Models

The xt::models module provides a comprehensive "Model Zoo" containing pre-built, ready-to-use implementations of many popular and state-of-the-art deep learning architectures.

This allows you to get started on standard tasks quickly without having to implement well-known models from scratch. It is perfect for benchmarking, transfer learning, and as a starting point for your own custom architectures.

Core Concept

All models in the xt::models namespace are implemented as standard torch::nn::Modules. This means they integrate seamlessly with the entire LibTorch and xTorch ecosystem. You can inspect their parameters, move them between devices, and pass them to any xTorch Trainer or standard LibTorch Optimizer.

General Usage

Using a pre-built model from xTorch is straightforward. The typical workflow is:

  1. Include the header for the specific model you want to use.
  2. Instantiate the model class, providing any necessary configuration (e.g., number of classes).
  3. Move the model to the desired device (CPU or CUDA).
  4. Use the model for training or inference.
#include <xtorch/xtorch.h>
 
int main() {
    // Define the device
    torch::Device device(torch::cuda::is_available() ? torch::kCUDA : torch::kCPU);
    std::cout << "Using device: " << device << std::endl;
 
    // 1. & 2. Instantiate a pre-built ResNet18 model for a 100-class problem
    xt::models::ResNet model(
        xt::models::ResNetImpl::BlockType::BASIC, // BASIC block for ResNet18/34
        {2, 2, 2, 2},                             // Layers in each stage for ResNet18
        /*num_classes=*/100
    );
 
    // 3. Move the model to the GPU
    model.to(device);
 
    // 4. Perform a dummy forward pass
    // Create a random input tensor: Batch size 16, 3 channels, 224x224 image
    auto input = torch::randn({16, 3, 224, 224}).to(device);
    auto output = model.forward(input);
 
    std::cout << "Model instantiated successfully." << std::endl;
    std::cout << "Output shape: " << output.sizes() << std::endl; // Should be
 
    // The model can now be passed to an optimizer and the xt::Trainer
    // torch::optim::Adam optimizer(model.parameters());
    // xt::Trainer trainer;
    // trainer.fit(model, ...);
}

!!! info "Model Variants" Many model families (like ResNet or EfficientNet) have multiple variants (e.g., ResNet18, ResNet50). These are typically configured through constructor arguments. Please refer to the specific model's header file for details on the available options.

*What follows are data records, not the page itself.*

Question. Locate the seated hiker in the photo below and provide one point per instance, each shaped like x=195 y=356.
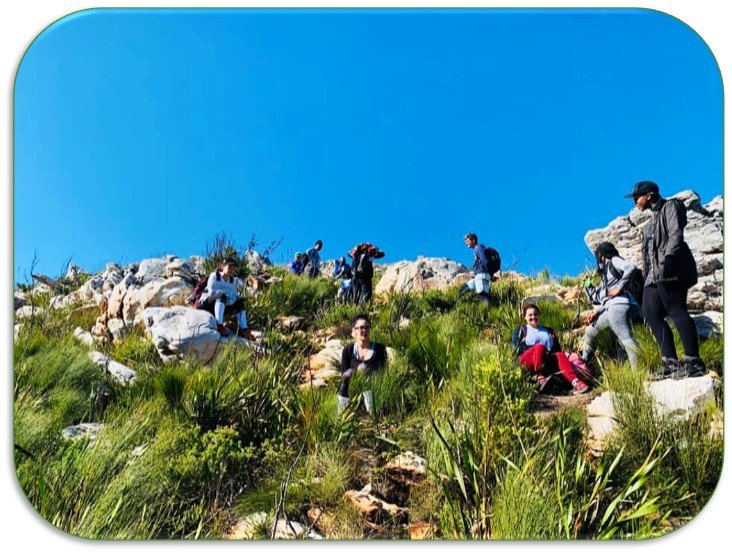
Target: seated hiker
x=486 y=263
x=220 y=298
x=616 y=306
x=311 y=260
x=342 y=271
x=363 y=271
x=540 y=354
x=296 y=266
x=360 y=355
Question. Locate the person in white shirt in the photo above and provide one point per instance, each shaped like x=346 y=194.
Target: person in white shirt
x=221 y=298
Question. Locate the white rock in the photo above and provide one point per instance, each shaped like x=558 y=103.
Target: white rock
x=82 y=430
x=84 y=337
x=26 y=312
x=181 y=331
x=682 y=398
x=120 y=372
x=421 y=275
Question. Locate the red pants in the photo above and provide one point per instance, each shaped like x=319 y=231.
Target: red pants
x=538 y=360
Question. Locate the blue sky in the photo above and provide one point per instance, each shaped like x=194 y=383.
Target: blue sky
x=145 y=132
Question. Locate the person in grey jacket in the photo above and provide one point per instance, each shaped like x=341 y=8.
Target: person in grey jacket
x=616 y=308
x=670 y=271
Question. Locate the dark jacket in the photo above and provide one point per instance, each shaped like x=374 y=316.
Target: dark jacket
x=518 y=340
x=666 y=256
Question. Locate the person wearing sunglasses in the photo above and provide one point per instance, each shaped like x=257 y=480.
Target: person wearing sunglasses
x=360 y=355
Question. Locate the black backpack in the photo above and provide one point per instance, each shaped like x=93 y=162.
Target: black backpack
x=494 y=260
x=635 y=284
x=198 y=290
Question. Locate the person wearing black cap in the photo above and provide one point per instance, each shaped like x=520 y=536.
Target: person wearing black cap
x=669 y=271
x=221 y=298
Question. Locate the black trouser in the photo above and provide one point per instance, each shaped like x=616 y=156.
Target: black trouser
x=669 y=300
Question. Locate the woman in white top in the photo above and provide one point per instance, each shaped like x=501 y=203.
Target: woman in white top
x=221 y=298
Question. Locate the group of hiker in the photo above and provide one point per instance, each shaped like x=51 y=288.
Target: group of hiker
x=625 y=296
x=356 y=278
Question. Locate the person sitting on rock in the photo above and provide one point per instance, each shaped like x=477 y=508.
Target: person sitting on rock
x=540 y=354
x=617 y=308
x=363 y=271
x=360 y=355
x=486 y=263
x=221 y=298
x=312 y=260
x=342 y=271
x=296 y=265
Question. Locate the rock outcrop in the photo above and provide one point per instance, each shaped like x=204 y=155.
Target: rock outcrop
x=421 y=275
x=683 y=398
x=703 y=234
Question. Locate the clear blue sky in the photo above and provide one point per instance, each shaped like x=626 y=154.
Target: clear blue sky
x=145 y=132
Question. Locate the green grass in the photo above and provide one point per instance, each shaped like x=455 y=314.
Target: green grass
x=188 y=449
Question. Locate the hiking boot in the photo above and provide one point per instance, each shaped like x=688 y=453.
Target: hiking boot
x=670 y=369
x=580 y=387
x=246 y=334
x=693 y=366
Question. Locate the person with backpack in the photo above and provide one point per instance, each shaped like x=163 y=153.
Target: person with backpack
x=538 y=352
x=360 y=355
x=363 y=271
x=486 y=263
x=296 y=265
x=669 y=271
x=312 y=260
x=342 y=271
x=220 y=298
x=616 y=304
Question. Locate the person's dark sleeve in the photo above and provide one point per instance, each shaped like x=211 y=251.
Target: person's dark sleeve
x=345 y=358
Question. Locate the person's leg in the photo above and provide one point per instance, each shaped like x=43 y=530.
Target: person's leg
x=533 y=359
x=591 y=333
x=564 y=366
x=673 y=297
x=619 y=318
x=654 y=312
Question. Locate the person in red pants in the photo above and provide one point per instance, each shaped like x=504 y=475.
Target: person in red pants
x=539 y=352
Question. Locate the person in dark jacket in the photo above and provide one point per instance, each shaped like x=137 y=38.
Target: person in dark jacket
x=360 y=355
x=669 y=271
x=363 y=271
x=481 y=281
x=539 y=352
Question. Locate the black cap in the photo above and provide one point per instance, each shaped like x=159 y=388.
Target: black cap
x=644 y=187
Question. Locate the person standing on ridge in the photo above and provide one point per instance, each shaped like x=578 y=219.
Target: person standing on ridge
x=669 y=272
x=486 y=263
x=312 y=260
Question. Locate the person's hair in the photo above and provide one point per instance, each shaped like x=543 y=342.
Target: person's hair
x=358 y=317
x=606 y=249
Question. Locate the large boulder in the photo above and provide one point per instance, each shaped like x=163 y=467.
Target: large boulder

Available Models by Domain

The xTorch Model Zoo is organized by machine learning domain. Follow the links below for a detailed list of available architectures in each category.

  • Computer Vision: Includes classic and modern architectures for image classification (ResNet, VGG, EfficientNet), object detection (YOLO, Faster R-CNN), segmentation (U-Net, DeepLab), and Vision Transformers (ViT, Swin).

  • Generative Models: Contains implementations of popular generative architectures, including Generative Adversarial Networks (DCGAN, StyleGAN), Variational Autoencoders (VAE), and Diffusion Models (DDPM).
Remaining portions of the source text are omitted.